I may be going out on a limb here, but getting cancer-causing materials out of our buildings seems like it should be a pretty big priority. I would think that we would put the safety of our students, faculty, staff and administrators above pretty much any other concern. Apparently, we’re okay with just saying, “Nah, you’ll be fine.”
According to CSUN Environmental Health and Safety, asbestos has been found in 21 buildings on campus, including such high traffic areas as the bookstore complex, Sierra Hall and the Oviatt Library.
Asbestos, a naturally occurring mineral, has been used for centuries to increase resistance to fire, but if it’s inhaled in sufficient quantities it can cause lung cancer and a disease known as asbestosis, in which the lungs create an acid to dissolve the asbestos only to scar the lungs. One of the alarming factors in these diseases is that it can take 20 to 30 years for symptoms to appear, too late to prevent the disease. According to CSUN Environmental Health and Safety, the Environmental Protection Agency banned several kinds of asbestos in the 1970s.
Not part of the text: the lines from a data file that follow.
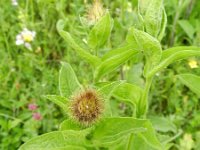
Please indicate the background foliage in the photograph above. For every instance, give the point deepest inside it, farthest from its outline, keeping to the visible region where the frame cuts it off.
(25, 76)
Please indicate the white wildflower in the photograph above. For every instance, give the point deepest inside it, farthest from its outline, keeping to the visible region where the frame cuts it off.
(25, 38)
(14, 2)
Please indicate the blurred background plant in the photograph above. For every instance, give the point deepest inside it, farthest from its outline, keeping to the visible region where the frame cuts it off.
(26, 75)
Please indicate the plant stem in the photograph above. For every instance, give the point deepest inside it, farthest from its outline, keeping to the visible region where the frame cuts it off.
(144, 104)
(129, 142)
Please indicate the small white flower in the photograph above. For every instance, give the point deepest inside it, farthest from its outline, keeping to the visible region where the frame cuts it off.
(25, 38)
(14, 2)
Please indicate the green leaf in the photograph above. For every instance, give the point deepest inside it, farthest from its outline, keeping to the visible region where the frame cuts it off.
(68, 82)
(72, 43)
(187, 27)
(110, 129)
(174, 54)
(152, 13)
(57, 140)
(148, 45)
(107, 92)
(13, 123)
(113, 60)
(191, 81)
(162, 124)
(138, 143)
(58, 100)
(100, 33)
(128, 92)
(69, 125)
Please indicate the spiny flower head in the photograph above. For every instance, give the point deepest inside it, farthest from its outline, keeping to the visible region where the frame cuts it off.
(95, 12)
(86, 107)
(193, 63)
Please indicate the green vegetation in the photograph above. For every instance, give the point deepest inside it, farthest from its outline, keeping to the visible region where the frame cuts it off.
(100, 75)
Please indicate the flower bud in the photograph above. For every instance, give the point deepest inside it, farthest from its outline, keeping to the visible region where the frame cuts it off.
(86, 107)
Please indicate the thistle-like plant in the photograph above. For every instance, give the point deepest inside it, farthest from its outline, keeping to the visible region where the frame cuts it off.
(91, 124)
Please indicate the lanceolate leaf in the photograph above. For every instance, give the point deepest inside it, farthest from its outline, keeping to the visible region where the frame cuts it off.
(110, 129)
(174, 54)
(58, 140)
(100, 33)
(128, 92)
(152, 13)
(191, 81)
(68, 82)
(107, 91)
(114, 59)
(58, 100)
(149, 45)
(93, 60)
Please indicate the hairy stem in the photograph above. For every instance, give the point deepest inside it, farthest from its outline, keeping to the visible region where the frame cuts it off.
(144, 103)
The asbestos at CSUN doesn’t really pose an immediate danger, though. Asbestos is only dangerous when it is disturbed and becomes airborne, and most of the asbestos at CSUN is either in floor tiles or relatively low usage areas like maintenance access areas. In Santa Susana Hall, for instance, only three rooms contain asbestos in their floor tiles. In the library, asbestos is only found in the chiller room and the basement.
What has me concerned is where asbestos is in places like the bookstore complex. The bookstore complex has asbestos in its chilled water pipe elbows, lagging and insulation and floor mastic in “various rooms.” I have to wonder exactly which rooms constitute “various rooms.” The ceiling area of The Edge mini-mart is basically a bunch of pipes, and I have to wonder if the mini-mart is one of those “various areas.”
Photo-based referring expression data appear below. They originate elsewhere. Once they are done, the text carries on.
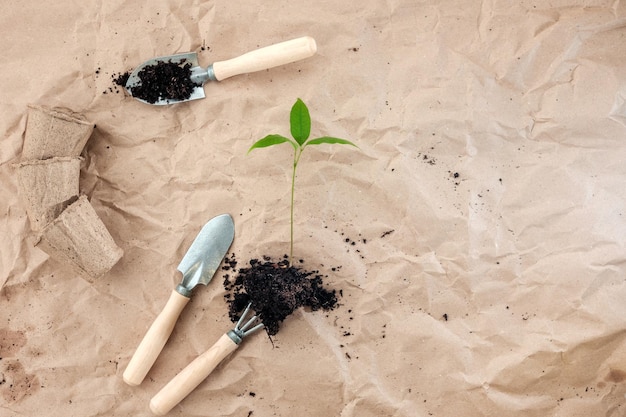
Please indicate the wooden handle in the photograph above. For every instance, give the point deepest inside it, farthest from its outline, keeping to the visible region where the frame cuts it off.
(190, 377)
(154, 340)
(268, 57)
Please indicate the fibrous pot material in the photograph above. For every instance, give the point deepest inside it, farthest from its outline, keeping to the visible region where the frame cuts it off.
(54, 131)
(79, 237)
(47, 186)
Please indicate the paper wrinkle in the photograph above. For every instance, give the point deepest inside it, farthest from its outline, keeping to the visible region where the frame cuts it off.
(497, 292)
Regardless, I don’t like the idea of having asbestos anywhere on campus. Even if the danger is small, it seems like one of those things that we should be taking care of during the summer or winter sessions when it would have the least impact on the educational process, especially seeing as the areas containing asbestos are often fairly isolated. Instead, we’ve handed out fliers instructing staff of the danger of drilling holes and hanging plants and telling them to call Physical Plant Management if the asbestos becomes disturbed.
I suppose we will eventually just have to remove the asbestos bit by bit due to the deterioration of other building materials. It will probably turn out to be cheaper that way. Still, it seems like taking care of asbestos should really be a high priority, instead of the shrug and a pat on the back the university seems to have made it.